Il Kosovo e la Bosnia-Erzegovina potranno sempre dirsi che l'aver «beneficiato» dei costosi sforzi di «state building» e di «democratizzazione», di una tutela internazionale, è il modo più sicuro per rimanere a lungo esclusi dall'integrazione europea.

Per evitare una nuova grave crisi regionale, la cui ombra non è scomparsa, è necessario che l'Europa riprenda l'iniziativa, convocando un grande summit regionale, elaborando un calendario preciso di integrazione per l'intera regione, probabilmente inventando anche nuovi specifici strumenti di pre-adesione
L'integrazione della Croazia e della Serbia saranno sufficienti per «stabilizzare» definitivamente la regione, pur lasciandosi a lato dei «margini» condannati alla miseria e al sottosviluppo? Si può dimenticare la bomba sociale che il Kosovo sempre rappresenta? Si possono dimenticare i pericoli potenziali di una «questione nazionale albanese» irrisolta? Dell'emergere - fino ad ora sempre rimandato, ma la cui minaccia non è tuttavia sparita – di un islamismo radicale che troverebbe nutrimento nell'humus delle frustrazioni sociali e politiche?

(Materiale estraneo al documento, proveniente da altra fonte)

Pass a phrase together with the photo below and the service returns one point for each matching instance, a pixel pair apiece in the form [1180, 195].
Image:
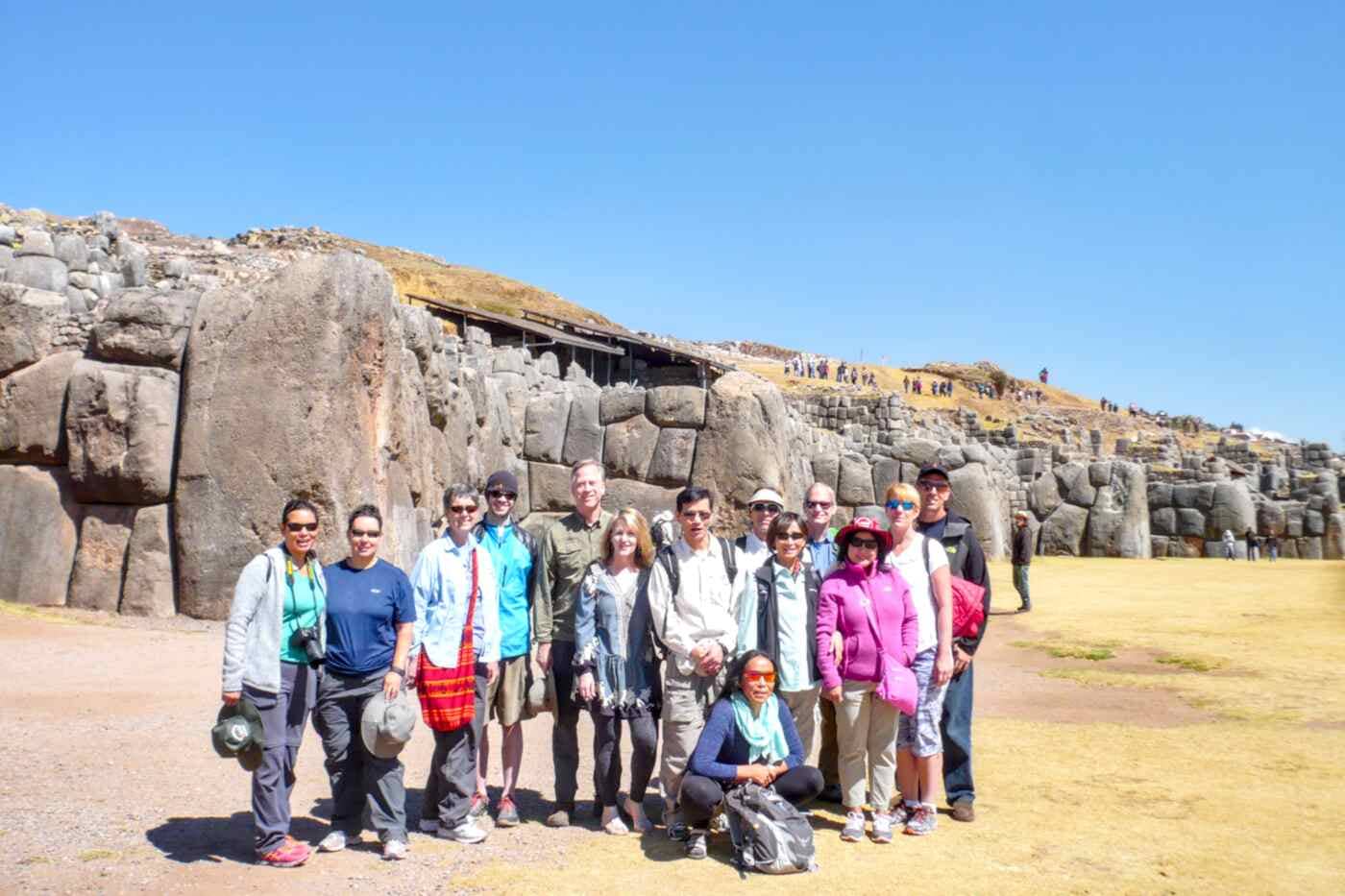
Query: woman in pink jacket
[868, 603]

Si può, al contrario, integrare in blocco, fin da domani, dal 2010 o dal 2011, l'insieme dei Paesi dei Balcani occidentali? Probabilmente no, ma è urgente ridare un senso alla promessa di integrazione formulata in occasione del summit europeo del giugno 2003 a Salonicco. È urgente rompere con certi dogmi ipocriti dell'Europa, come quello dei criteri di convergenza e dell'approccio caso per caso ai differenti Paesi.

Per evitare una nuova grave crisi regionale, la cui ombra non è scomparsa nonostante il bilancio «globalmente positivo» di questo inizio d'anno, è necessario che l'Europa riprenda l'iniziativa, convocando un grande summit regionale, elaborando un calendario preciso e contrattuale di integrazione per l'intera regione, probabilmente inventando anche nuovi specifici strumenti di pre-adesione.

Di fronte alle crisi che minacciano di scoppiare, l’Unione europea non può sfuggire alle proprie responsabilità.